Prediction 4: Now it ‘a great time’ to lock in rates for many of you.
If you’re CD-curious, you’ll want to act swiftly, some pros say. “If you’re approaching retirement or in retirement and looking to lock in a predictable stream of interest income, now is a great time to be doing that as yields are the best we’ve seen in more than 15 years and there might not be much more improvement to come,” says McBride.

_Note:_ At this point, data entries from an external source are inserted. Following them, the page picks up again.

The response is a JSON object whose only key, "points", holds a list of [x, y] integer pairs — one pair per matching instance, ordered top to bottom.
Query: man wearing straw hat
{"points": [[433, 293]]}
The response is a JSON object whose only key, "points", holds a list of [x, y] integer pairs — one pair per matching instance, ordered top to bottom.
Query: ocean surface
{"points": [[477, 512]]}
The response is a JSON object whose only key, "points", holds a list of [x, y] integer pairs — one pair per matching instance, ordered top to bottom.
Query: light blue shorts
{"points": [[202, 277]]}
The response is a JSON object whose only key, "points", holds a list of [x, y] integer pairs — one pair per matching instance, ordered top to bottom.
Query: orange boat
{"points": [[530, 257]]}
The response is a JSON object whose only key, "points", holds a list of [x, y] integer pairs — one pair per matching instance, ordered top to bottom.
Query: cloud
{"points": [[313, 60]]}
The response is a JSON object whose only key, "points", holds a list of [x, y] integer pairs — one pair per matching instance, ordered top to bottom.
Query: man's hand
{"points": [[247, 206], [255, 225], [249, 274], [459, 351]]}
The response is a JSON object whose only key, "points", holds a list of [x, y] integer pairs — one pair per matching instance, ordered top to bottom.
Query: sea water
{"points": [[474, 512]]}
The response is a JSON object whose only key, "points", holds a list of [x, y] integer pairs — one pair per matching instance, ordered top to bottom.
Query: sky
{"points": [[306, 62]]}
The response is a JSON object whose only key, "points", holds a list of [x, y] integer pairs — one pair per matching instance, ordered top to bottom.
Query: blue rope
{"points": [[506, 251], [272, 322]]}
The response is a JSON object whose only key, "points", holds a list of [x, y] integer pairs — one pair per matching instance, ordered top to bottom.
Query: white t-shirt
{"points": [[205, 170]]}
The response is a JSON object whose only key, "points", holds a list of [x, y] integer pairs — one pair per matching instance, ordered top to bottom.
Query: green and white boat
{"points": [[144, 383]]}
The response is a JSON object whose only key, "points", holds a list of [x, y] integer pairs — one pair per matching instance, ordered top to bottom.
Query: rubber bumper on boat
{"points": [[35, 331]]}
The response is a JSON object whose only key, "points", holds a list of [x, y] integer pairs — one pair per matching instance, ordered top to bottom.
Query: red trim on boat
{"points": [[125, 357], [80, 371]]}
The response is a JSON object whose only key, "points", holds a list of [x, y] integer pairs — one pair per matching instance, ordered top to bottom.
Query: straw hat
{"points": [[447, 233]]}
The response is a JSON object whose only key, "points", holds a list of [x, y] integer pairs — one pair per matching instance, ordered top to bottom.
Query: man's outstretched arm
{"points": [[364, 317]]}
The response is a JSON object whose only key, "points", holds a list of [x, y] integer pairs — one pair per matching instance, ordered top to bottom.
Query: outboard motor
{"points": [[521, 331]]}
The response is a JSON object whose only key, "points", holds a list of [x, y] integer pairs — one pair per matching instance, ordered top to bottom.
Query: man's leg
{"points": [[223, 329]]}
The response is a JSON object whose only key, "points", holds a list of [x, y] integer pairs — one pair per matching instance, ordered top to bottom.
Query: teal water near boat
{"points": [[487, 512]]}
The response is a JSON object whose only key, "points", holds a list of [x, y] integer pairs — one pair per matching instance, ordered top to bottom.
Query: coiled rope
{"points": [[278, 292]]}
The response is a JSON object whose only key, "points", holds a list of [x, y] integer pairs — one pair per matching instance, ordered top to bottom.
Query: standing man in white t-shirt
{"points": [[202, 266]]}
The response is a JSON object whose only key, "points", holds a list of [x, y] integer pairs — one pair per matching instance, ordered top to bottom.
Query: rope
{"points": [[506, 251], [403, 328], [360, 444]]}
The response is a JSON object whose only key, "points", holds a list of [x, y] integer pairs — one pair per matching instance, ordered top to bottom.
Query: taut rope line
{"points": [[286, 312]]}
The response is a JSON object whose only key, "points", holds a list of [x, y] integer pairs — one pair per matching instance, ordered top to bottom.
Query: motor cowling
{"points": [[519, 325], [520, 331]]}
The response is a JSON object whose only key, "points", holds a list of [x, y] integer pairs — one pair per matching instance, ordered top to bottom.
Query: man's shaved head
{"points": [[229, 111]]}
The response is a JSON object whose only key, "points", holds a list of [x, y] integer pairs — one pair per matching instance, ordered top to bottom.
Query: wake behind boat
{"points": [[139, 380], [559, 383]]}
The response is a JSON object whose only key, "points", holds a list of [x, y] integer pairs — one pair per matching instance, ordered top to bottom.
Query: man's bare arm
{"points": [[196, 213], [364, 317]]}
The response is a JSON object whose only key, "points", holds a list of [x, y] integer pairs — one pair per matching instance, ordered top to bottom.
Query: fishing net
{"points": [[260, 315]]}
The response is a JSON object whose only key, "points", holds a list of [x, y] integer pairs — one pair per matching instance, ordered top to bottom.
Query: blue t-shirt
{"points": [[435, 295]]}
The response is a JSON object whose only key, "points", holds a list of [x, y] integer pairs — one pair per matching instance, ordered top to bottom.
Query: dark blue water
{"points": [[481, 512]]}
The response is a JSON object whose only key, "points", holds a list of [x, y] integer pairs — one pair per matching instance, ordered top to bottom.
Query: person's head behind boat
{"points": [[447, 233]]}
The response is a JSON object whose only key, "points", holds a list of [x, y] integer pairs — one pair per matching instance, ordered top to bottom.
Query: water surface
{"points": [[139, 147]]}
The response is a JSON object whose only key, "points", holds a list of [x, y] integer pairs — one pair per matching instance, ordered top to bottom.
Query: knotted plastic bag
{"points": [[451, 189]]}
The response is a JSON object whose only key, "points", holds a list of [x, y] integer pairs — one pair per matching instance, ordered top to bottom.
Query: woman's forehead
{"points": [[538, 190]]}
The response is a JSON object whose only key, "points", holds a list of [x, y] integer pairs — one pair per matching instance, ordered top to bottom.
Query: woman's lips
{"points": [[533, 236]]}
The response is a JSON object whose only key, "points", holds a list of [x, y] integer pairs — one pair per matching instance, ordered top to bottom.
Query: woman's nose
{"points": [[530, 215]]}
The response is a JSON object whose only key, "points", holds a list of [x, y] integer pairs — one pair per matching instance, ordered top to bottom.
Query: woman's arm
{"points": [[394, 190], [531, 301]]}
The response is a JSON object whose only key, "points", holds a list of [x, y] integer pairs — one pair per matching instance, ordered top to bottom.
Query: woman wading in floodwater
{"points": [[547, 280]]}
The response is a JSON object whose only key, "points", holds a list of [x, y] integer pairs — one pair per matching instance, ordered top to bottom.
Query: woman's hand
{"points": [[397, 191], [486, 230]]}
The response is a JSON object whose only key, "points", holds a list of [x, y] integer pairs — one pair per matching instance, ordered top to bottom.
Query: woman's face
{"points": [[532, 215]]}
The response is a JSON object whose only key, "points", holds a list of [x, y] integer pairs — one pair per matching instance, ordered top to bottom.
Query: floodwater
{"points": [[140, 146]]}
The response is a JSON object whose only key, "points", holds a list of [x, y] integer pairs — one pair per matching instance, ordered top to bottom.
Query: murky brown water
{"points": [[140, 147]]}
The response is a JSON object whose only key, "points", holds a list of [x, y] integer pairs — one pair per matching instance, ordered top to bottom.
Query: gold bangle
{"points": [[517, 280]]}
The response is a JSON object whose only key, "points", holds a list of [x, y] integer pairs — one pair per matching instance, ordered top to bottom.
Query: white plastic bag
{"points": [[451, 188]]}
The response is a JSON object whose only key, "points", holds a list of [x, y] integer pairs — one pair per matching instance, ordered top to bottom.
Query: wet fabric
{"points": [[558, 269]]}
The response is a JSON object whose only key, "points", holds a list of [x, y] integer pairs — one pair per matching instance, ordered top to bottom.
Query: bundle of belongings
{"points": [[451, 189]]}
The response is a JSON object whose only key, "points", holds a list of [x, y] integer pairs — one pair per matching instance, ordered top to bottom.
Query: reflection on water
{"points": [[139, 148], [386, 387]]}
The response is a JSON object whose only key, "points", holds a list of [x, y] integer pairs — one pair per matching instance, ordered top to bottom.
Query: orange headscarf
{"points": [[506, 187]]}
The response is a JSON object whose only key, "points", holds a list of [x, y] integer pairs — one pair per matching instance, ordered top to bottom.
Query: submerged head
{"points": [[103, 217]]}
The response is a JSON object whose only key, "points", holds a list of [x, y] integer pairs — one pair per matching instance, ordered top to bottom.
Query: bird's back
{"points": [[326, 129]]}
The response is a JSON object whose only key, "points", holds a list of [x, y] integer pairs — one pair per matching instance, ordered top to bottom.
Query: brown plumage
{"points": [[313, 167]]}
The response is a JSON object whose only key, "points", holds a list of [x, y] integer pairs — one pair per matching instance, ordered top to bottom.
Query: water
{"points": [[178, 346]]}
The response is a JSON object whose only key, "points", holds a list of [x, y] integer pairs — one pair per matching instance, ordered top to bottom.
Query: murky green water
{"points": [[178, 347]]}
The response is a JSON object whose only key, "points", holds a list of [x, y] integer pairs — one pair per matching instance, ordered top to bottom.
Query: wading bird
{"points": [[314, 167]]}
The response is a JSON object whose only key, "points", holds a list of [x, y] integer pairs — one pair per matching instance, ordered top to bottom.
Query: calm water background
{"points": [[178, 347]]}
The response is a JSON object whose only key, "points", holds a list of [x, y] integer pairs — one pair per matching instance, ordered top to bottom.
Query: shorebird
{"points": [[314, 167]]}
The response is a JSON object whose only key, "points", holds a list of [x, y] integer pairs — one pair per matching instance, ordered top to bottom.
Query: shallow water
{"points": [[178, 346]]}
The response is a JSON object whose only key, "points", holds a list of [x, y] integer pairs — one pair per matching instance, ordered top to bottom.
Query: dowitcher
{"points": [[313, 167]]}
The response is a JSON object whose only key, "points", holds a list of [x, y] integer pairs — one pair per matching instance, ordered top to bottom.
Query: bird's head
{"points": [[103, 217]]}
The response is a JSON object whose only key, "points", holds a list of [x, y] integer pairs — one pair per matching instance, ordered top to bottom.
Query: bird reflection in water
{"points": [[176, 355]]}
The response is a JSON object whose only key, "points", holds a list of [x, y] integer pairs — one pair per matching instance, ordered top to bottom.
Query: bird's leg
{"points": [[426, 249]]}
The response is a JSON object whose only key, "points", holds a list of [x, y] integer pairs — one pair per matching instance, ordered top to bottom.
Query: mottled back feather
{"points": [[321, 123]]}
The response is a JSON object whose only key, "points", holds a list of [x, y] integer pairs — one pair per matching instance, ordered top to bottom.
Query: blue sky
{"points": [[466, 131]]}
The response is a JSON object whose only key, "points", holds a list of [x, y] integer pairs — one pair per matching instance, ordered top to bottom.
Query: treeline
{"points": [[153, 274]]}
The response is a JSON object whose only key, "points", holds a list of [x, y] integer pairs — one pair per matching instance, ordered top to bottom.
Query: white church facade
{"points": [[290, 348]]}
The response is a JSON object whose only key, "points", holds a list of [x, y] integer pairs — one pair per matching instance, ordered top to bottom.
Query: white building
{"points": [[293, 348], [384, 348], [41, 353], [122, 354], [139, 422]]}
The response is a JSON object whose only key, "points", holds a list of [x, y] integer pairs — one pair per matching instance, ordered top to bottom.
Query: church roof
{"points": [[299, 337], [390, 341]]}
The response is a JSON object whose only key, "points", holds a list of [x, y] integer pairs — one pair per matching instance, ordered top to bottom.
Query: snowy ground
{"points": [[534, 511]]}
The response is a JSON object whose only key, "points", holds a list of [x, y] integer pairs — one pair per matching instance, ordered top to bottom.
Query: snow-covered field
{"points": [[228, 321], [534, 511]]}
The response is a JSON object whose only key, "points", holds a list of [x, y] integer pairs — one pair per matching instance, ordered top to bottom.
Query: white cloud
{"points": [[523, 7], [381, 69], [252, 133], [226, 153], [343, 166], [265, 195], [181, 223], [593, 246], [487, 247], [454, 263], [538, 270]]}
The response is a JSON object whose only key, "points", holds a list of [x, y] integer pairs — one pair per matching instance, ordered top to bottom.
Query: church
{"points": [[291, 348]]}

Prediction 5: While short-term CD rates will hold steady, there may be some upward movement on long-term CDs
For a while now, banks have focused on attracting deposits with short-term CDs as opposed to long-term CDs. “Short term CD rates have been rising some in the past couple of months as banks compete for deposits,” says Ken Tumin, founder of DepositAccounts.com. Short-term CD rates are most influenced by the federal funds rate, says Tumin — and with the Fed holding rates steady, he predicts there will be little change in short term CD rates.
But Tumin says long-term CD rates are influenced more by the bond market than the federal funds rate. “The yields of Treasury notes have been rising in the last couple of months and that has been putting upward pressure on long-term CD rates since long-term CDs compete with Treasury notes for investor money,” says Tumin. Basically, his takes is that short-term rates will likely hold steady but there’s room for long-term rates to incur small increases.
But don’t get a CD if it doesn’t fit your plans
“Getting a CD requires careful consideration because you’ll give up access to your money for a fixed period of time — and if money is withdrawn before the CD term ends, you’ll usually pay a penalty. If you want to save toward a specific goal like a car or down payment on a home, a CD can be worth considering,” says Melissa Lambarena, personal finance expert at NerdWallet.
For those looking for better places for their cash, Tumin says the first place to consider is online savings accounts, where yields are as high as 5.40% APY. “Once a saver has an online savings account, CDs can be used to boost the overall yield of one’s savings. By using CD ladders, savers don’t have to worry about trying to time CD purchases based on the current state of interest rates,” says Tumin. (See some of the highest savings rates you may get now here.)